Overview

../_images/nvidia-driver-container-image.png

The NVIDIA GPU driver container allows the provisioning of the NVIDIA driver through the use of containers. This provides a few benefits over a standard driver installation, for example:

  • Ease of deployment

  • Fast installation

  • Reproducibility

The driver container can be used in standard Linux distributions and container operating system distributions such as Red Hat CoreOS, Flatcar Linux or others that have immutable read-only file systems.

For more details on the internals of the driver container, see this presentation.


Pre-requisites

The list of prerequisites for running a driver container is described below:

  • Ubuntu 16.04, Ubuntu 18.04 or Centos 7 with the IPMI driver enabled and the Nouveau driver disabled

  • NVIDIA GPU with Architecture > Fermi (2.1)

  • The NVIDIA Container Toolkit for Docker configured with the root option. See below for configuration.

  • If you are running Ubuntu 18.04 with an AWS kernel, you also need to enable the i2c_core kernel module

Configuration

You will need to update the NVIDIA Container Toolkit config file (/etc/nvidia-container-runtime/config.toml) so that the root directive points to the driver container as shown below:

disable-require = false
#swarm-resource = "DOCKER_RESOURCE_GPU"

[nvidia-container-cli]
root = "/run/nvidia/driver"
#path = "/usr/bin/nvidia-container-cli"
environment = []
#debug = "/var/log/nvidia-container-toolkit.log"
#ldcache = "/etc/ld.so.cache"
load-kmods = true
#no-cgroups = false
#user = "root:video"
ldconfig = "@/sbin/ldconfig.real"

[nvidia-container-runtime]
#debug = "/var/log/nvidia-container-runtime.log"

Quickstart

Ubuntu 18.04

Follow the guide to get started with the NVIDIA Container Toolkit for Docker.

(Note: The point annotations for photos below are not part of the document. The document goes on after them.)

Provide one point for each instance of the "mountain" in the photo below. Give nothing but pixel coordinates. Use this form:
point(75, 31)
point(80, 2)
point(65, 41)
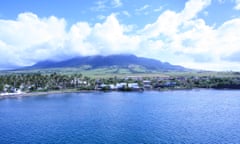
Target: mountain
point(121, 61)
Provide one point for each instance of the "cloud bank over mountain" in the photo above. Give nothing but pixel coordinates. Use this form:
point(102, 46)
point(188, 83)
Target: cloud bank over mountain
point(178, 37)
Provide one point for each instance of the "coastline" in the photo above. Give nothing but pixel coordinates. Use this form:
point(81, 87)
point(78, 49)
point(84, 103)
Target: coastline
point(28, 94)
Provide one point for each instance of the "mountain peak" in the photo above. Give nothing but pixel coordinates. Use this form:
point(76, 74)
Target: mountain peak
point(119, 60)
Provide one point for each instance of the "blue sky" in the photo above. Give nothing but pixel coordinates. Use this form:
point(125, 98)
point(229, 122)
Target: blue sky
point(201, 34)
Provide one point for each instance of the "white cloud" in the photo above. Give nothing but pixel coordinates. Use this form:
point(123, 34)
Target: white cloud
point(177, 37)
point(126, 13)
point(158, 9)
point(102, 5)
point(237, 7)
point(116, 3)
point(143, 8)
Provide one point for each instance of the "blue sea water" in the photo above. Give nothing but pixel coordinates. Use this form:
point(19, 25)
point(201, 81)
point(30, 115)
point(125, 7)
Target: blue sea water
point(196, 116)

Now modify the configuration to update the root directive:

$ sudo sed -i 's/^#root/root/' /etc/nvidia-container-runtime/config.toml

Disable the Nouveau driver modules:

$ sudo tee /etc/modules-load.d/ipmi.conf <<< "ipmi_msghandler" \
  && sudo tee /etc/modprobe.d/blacklist-nouveau.conf <<< "blacklist nouveau" \
  && sudo tee -a /etc/modprobe.d/blacklist-nouveau.conf <<< "options nouveau modeset=0"

If using an AWS kernel, ensure that the i2c_core kernel module is enabled:

$ sudo tee /etc/modules-load.d/ipmi.conf <<< "i2c_core"

Update the initramfs:

$ sudo update-initramfs -u

Optionally, if the kernel is not up to date

$ sudo apt-get dist-upgrade

Reboot your system (or VM) if required:

$ sudo reboot

Run the driver container:

$ sudo docker run --name nvidia-driver -d --privileged --pid=host \
  -v /run/nvidia:/run/nvidia:shared \
  -v /var/log:/var/log \
  --restart=unless-stopped \
  nvidia/driver:450.80.02-ubuntu18.04

Once the driver container is running, try running a GPU container:

$ sudo docker run --gpus all nvidia/cuda:11.0-base nvidia-smi
../_images/driver-container-demo.gif

Container Images

Driver containers are released for the NVIDIA datacenter driver releases.

The following tags are available on both NVIDIA DockerHub and NGC.

Licenses and Contributing

By downloading and using the driver container, you accept the terms and conditions of these licenses:

  • NVIDIA Driver The license for the NVIDIA datacenter drivers is available at this link.

Since the underlying images may include components licensed under open-source licenses such as GPL, the sources for these components are archived on the CUDA opensource index.